BACA JUGA: Skandal Beras Oplosan oleh Mafia Pangan, Rakyat Tekor Rp99 Triliun per Tahun! Siapa Dalangnya?
Fakta Mengejutkan dari Hasil Uji Laboratorium
Hasil uji laboratorium yang dilakukan secara acak terhadap beras premium di pasaran memunculkan data yang mengejutkan:
- 85,56% beras tidak sesuai standar mutu
- 21,66% tidak sesuai berat kemasan
- 59,78% dijual melebihi HET
Temuan ini membuktikan bahwa praktik curang tidak hanya terjadi dalam pengemasan, tetapi juga dalam penetapan harga jual, yang pada akhirnya merugikan konsumen.
“Kami menemukan banyak pelanggaran yang masif, dari mutu hingga labelisasi. Ini bukan semata kasus oknum, tapi sudah masuk ke ranah kejahatan sistemik yang perlu ditindak tegas,” ujar seorang pejabat dari Badan Pangan Nasional.
Berbeda Wilayah, Berbeda Harga
Perbedaan HET untuk beras medium dan premium diatur oleh Peraturan Badan Pangan Nasional No. 5 Tahun 2024, yang menyesuaikan dengan kondisi geografis dan logistik setiap wilayah. Berikut adalah rincian HET di masing-masing zona:
- Zona 1 (Jawa, Lampung, Sumatra Selatan, Bali, NTB, Sulawesi)
Beras Premium: Rp14.900/kg
Beras Medium: Rp12.500/kg - Zona 2 (Sumatra lainnya, NTT, Kalimantan)
Beras Premium: Rp15.400/kg
Beras Medium: Rp13.100/kg - Zona 3(Maluku dan Papua)
Beras Premium: Rp15.800/kg
Beras Medium: Rp13.500/kg
Secara nasional, HET ini ditetapkan untuk menjaga stabilitas harga dan pasokan beras, agar masyarakat tidak menjadi korban permainan harga oleh pihak-pihak yang tidak bertanggung jawab.

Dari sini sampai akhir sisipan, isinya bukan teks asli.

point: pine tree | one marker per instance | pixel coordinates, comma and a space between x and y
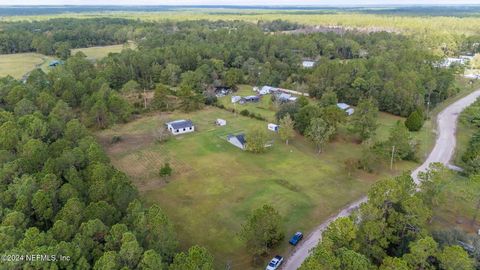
414, 122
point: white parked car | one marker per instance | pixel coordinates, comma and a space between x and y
275, 263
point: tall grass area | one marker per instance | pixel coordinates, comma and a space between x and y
215, 185
416, 24
17, 65
99, 52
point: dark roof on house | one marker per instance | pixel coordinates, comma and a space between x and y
181, 124
221, 88
241, 138
55, 63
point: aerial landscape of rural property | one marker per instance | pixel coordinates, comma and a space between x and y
240, 135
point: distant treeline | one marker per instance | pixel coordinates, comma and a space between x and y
394, 69
52, 36
398, 72
413, 10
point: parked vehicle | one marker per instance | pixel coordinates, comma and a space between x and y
275, 263
296, 238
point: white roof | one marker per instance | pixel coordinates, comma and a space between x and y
284, 96
308, 63
267, 88
343, 106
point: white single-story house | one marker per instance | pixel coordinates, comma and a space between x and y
235, 99
267, 90
180, 127
273, 127
308, 64
221, 122
472, 76
251, 99
450, 61
283, 97
237, 140
346, 108
343, 106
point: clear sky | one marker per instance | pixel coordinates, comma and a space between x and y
238, 2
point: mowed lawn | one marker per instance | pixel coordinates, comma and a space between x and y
216, 185
17, 65
99, 52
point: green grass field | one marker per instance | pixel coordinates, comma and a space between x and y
94, 53
215, 185
17, 65
438, 26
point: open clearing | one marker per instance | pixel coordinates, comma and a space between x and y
99, 52
216, 185
17, 65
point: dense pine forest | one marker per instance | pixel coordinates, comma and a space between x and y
61, 195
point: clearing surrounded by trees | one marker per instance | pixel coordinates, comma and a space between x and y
214, 184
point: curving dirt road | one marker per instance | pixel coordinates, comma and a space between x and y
442, 152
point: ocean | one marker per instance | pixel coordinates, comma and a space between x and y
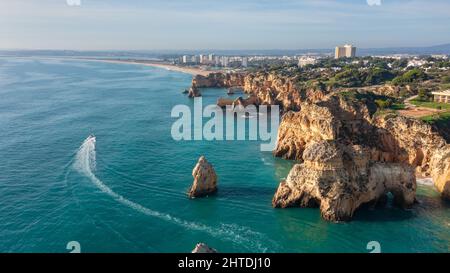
126, 192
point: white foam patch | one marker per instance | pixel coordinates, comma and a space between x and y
85, 162
425, 181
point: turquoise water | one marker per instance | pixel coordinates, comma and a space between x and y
133, 199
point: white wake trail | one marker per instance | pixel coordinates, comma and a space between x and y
85, 162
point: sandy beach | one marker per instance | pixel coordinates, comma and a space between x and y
188, 70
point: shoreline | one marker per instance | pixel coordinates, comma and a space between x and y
188, 70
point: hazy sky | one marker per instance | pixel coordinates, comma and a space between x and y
221, 24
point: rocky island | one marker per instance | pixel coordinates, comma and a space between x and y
205, 179
352, 147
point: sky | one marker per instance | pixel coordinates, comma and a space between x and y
221, 24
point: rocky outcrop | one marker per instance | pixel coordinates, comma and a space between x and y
339, 179
194, 92
203, 248
272, 88
219, 80
223, 102
267, 88
205, 179
331, 119
388, 140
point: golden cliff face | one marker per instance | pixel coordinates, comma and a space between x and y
271, 89
218, 80
266, 88
339, 179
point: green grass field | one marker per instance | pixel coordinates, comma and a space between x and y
442, 118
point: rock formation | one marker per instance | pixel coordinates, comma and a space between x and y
194, 92
339, 179
218, 80
393, 145
205, 179
203, 248
265, 88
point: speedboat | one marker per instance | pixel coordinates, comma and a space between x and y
91, 137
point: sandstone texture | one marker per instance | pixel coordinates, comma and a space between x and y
203, 248
205, 179
339, 179
392, 150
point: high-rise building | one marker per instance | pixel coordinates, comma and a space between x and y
244, 62
203, 59
224, 61
348, 51
211, 58
303, 61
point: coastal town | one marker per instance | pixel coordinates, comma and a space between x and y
353, 122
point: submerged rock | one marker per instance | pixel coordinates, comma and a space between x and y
203, 248
205, 179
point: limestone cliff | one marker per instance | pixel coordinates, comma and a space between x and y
340, 178
265, 88
272, 88
205, 179
388, 140
218, 80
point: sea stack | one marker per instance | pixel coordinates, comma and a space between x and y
203, 248
205, 179
194, 92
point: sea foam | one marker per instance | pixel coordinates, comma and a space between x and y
85, 163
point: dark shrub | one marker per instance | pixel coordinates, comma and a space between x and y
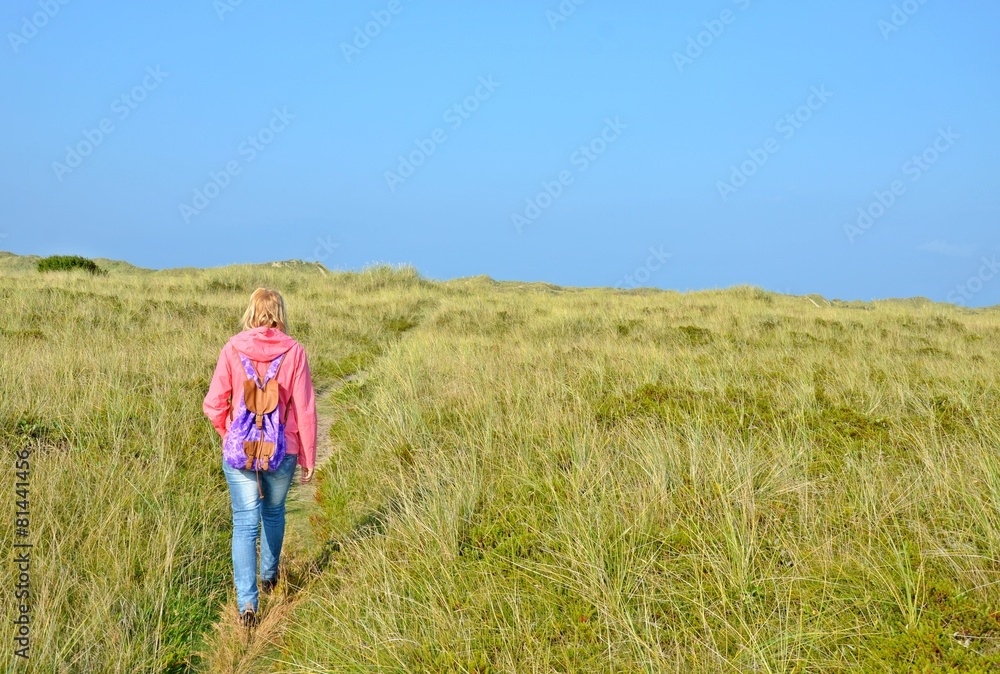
66, 263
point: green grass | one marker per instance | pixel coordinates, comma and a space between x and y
528, 478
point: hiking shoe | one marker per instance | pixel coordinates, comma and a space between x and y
249, 617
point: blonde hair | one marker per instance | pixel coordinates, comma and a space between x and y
266, 309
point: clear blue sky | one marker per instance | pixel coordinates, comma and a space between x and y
187, 90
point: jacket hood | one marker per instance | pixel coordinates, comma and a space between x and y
262, 343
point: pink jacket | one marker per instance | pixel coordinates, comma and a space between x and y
261, 346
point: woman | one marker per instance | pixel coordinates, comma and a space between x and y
259, 496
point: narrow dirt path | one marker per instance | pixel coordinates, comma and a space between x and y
230, 647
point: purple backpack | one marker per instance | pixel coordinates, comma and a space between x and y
256, 437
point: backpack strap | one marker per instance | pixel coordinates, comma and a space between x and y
272, 371
251, 372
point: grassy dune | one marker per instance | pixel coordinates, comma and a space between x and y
526, 479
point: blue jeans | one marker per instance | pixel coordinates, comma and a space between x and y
249, 511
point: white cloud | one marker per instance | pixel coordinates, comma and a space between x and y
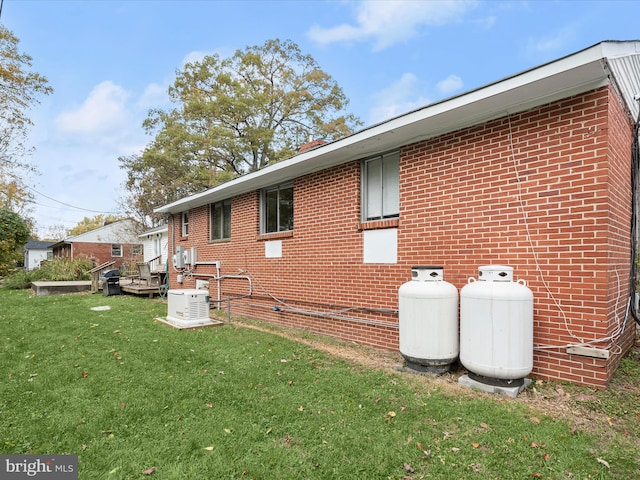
449, 85
103, 111
388, 23
194, 56
401, 97
154, 95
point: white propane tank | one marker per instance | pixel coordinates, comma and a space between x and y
496, 327
428, 320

Potensi Kerugian dan Bahaya Bagi Konsumen
Dengan angka pelanggaran yang begitu tinggi dan potensi kerugian mencapai Rp99 triliun, masyarakat menjadi pihak paling terdampak.
Mereka tidak hanya dirugikan secara ekonomi karena membayar lebih untuk kualitas beras yang lebih rendah, tetapi juga berisiko mengonsumsi produk yang tidak layak.
“Ini bukan cuma soal harga, tapi soal kepercayaan. Bila praktik ini dibiarkan, dampaknya bukan hanya pada ekonomi rumah tangga, tapi juga ketahanan pangan nasional,” ujar seorang pengamat pertanian dari IPB.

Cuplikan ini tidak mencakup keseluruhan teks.